Smugglers Beware!
- First Posted: Dec 03 2010 11:44 AM
- Updated: 22 minutes ago
The pundits assess the Conservatives' new bill aimed at deterring seaborne migrants.
According to Sun Media's Michael Den Tandt, not only the Liberal Party but Canadian liberalism itself is on the verge of destruction thanks to Michael Ignatieff’s refusal to support the Conservatives’ anti-human smuggling bill. “Understand that, for most Canadians, this bill doesn't go nearly far enough,” he writes. That’s a pretty bold statement, considering most Canadians have no idea that Bill C-49 even exists, but presumably Den Tandt has a red phone next to his desk through which Canadian Liberals call him up and tell him their opinions on things. Den Tandt complains that the bill “does not propose somehow rolling back the Supreme Court's 1985 Singh decision” granting Charter rights to anyone on Canadian soil. How exactly MPs are supposed to legislate the reversal of a Supreme Court decision he doesn’t make clear. Just, you know, “somehow.”
Because the bill imposes stricter penalties on migrants even if they’re found to have a legitimate refugee claim, the National Post’s editors argue that “the bulk of the punishment would be reserved for the would-be refugees themselves” rather than the smuggling ringleaders who will remain untouchable in their home countries. The Conservatives’ rationale appears to be that news of the law would spread and deter smugglers, but the Post rightly points out that migrants’ desperation is such that each year hundreds of Mexicans die trying to reach the U.S., yet “that fact doesn't prevent their friends and family members from becoming clients of human smugglers.”

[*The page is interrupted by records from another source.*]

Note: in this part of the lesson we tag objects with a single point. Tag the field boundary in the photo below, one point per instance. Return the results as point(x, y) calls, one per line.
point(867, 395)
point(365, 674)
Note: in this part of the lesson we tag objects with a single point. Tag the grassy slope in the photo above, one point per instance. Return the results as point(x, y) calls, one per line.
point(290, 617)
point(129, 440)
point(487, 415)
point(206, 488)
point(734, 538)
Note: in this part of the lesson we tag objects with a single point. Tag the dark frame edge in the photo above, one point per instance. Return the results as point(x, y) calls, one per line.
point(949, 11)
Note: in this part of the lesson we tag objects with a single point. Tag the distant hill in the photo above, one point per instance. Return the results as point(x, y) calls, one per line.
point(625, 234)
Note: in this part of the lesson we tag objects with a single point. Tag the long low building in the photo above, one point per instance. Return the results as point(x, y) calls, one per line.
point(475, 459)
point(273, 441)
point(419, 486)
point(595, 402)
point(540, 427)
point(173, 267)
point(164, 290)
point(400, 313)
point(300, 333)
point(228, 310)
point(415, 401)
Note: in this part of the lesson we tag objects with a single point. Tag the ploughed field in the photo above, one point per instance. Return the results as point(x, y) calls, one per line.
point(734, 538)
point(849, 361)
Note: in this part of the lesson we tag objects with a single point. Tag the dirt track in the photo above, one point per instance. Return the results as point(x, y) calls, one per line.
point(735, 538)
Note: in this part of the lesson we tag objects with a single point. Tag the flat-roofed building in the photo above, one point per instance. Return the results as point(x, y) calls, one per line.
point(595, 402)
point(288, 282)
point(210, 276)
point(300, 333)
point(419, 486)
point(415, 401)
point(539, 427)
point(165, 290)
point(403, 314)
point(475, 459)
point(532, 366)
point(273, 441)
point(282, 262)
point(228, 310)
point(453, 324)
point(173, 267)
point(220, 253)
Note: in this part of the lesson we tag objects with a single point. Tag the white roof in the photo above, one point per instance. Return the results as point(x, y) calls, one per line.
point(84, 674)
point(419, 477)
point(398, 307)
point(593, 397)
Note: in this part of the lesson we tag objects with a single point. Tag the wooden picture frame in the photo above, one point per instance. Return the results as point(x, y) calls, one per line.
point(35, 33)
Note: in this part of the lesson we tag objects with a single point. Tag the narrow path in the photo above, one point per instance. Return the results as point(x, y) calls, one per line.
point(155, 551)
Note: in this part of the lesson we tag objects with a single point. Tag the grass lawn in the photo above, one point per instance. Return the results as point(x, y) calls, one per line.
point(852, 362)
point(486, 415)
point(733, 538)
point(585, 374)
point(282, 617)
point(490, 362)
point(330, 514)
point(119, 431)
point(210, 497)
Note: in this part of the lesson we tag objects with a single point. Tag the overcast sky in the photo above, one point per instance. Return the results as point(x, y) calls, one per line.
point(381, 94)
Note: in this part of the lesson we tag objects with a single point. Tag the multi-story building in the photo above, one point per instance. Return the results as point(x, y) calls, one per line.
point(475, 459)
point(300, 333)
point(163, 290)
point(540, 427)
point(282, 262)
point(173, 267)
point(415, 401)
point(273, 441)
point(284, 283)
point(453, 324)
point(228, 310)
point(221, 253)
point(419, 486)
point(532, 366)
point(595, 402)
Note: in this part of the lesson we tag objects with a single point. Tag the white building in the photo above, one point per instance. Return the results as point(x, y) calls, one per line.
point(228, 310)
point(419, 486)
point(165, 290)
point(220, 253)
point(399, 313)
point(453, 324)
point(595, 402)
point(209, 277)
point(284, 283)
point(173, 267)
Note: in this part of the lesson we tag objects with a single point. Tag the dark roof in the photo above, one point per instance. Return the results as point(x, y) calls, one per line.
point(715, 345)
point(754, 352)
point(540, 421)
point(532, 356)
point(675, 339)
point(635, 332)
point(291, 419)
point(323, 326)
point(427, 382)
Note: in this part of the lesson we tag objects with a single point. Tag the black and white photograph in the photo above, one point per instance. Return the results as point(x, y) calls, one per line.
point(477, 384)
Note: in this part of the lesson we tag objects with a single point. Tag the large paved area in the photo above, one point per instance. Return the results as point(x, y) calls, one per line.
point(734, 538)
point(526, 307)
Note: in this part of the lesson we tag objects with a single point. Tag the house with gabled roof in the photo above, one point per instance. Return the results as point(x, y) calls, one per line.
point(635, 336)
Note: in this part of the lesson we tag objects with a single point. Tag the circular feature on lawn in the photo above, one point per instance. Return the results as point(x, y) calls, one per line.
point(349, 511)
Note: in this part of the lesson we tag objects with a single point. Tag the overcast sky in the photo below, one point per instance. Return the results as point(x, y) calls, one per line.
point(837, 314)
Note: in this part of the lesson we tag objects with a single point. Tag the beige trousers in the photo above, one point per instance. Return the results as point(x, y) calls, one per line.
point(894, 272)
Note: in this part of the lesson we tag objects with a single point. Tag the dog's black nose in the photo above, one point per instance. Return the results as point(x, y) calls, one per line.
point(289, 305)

The Post’s Chris Selley also dislikes the bill, saying “it makes no sense except as a desperation manoeuvre … in that it's designed to address a PR problem, not a refugee problem.” The bill targets the embarrassing sight of migrants arriving en masse in boats, but Selley argues that many more immigrants walk over the U.S. every year with false documents so why “obsess about boat people and not airplane and on-foot people?” Despite supporting Ignatieff’s opposition to the bill, Selley wonders why the Liberal leader seems to pick and choose when to fight battles over issues dealing with the Charter. On prostitution and polygamy, he’s remained oddly silent.